On returning, I recreate the model with
learn = create_cnn(data, arch, metrics=[accuracy,auc_score])

create_cnn() requires making and passing to it a DataBunch. This new ImageDataBunch.from_csv() internally calls random_split_by_pct, making a different training/validation split than in the previous session. Therefore some images that were originally in the training set leak into the validation set. The validation measure will be erroneously increased, causing the large discrepancy between the validation and the Kaggle test sets.

Searching the forums, I see seed=42 used to to circumvent this problem. However, in my tests, passing num_workers=0, seed=42 to ImageDataBunch.from_csv() does not help - the train/validate split is different after each kernel restart.

FYI, this sequence DOES yield the same split when used along with num_workers=0 ( I don’t know which calls are critical.)

np.random.seed(seed_value) # cpu vars
torch.manual_seed(seed_value) # cpu vars
random.seed(seed_value) # Python
if use_cuda:
torch.cuda.manual_seed_all(seed_value) # gpu vars

@sgugger, would you please advise on the best way to deal with this problem? I need to be able to take a break and resume experimenting with the same training and validation sets (same DataBunch). Then the training regime is stable and the validation measures remain valid.

Thanks so much for your help!

(Malcolm McLean) #4

Thanks for responding, I appreciate hearing your insights about Kaggle. In this case, the predictions on the test set have the same distribution as training and validation. At least checked visually by histogram. But I think I have found the actual cause of the mismatch, see nearby.

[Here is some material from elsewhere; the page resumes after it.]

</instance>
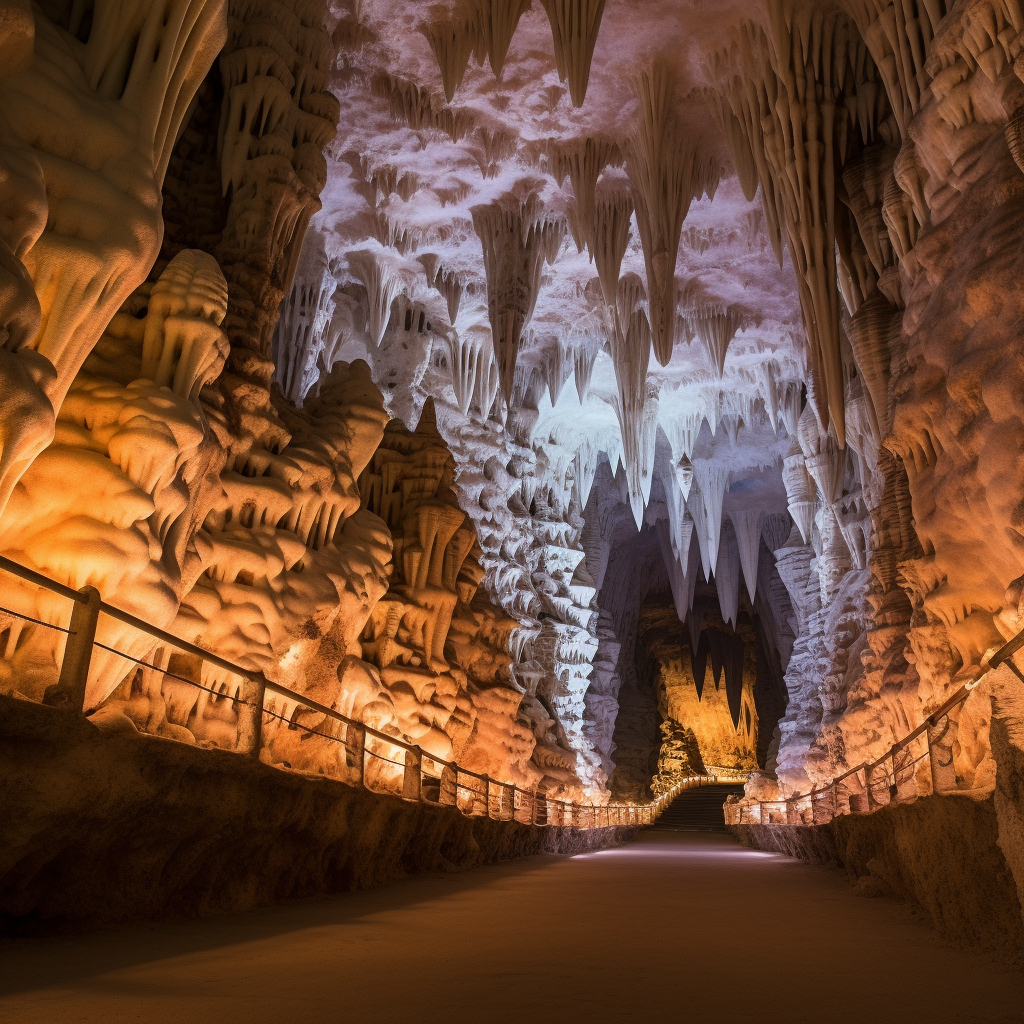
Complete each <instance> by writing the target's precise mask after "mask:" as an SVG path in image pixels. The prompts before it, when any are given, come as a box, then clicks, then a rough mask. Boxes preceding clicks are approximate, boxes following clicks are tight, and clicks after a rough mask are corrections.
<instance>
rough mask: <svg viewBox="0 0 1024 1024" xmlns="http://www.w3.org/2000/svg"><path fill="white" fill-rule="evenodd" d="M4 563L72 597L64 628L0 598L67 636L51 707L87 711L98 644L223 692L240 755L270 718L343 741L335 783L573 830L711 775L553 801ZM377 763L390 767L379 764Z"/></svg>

Don’t create a random validation set :wink: Or only create it once randomly, then save the names you picked and reuse those.
For a Kaggle competition you really need to carefully build your validation set in any case. Then, you should use the data block API to create your DataBunch since the factory method won’t work anymore. Just copy paste the code of the factory method and change the line for splitting.


Would you mind talking a little more about the necessity of a bespoke validation set for Kaggle? I can see why conceptually, but this goes against all the practices I’ve ever learned about ML.


Carefully creating a validation dataset so that it matches the distribution of your data is kind of the best practice in ML, I don’t understand what you’re referring to. Note that it might be a fully random split, but it depends on your data.
And you specifically need to be careful in a Kaggle competition because otherwise you’ll have lower results on the test set.


Gotcha – I guess I’ve always thought of taking a sufficiently large random sample of all the classes in classification as the best way to achieve that.

Rather – anything I might do by hand is likely to introduce bias that a large random sample won’t, I guess.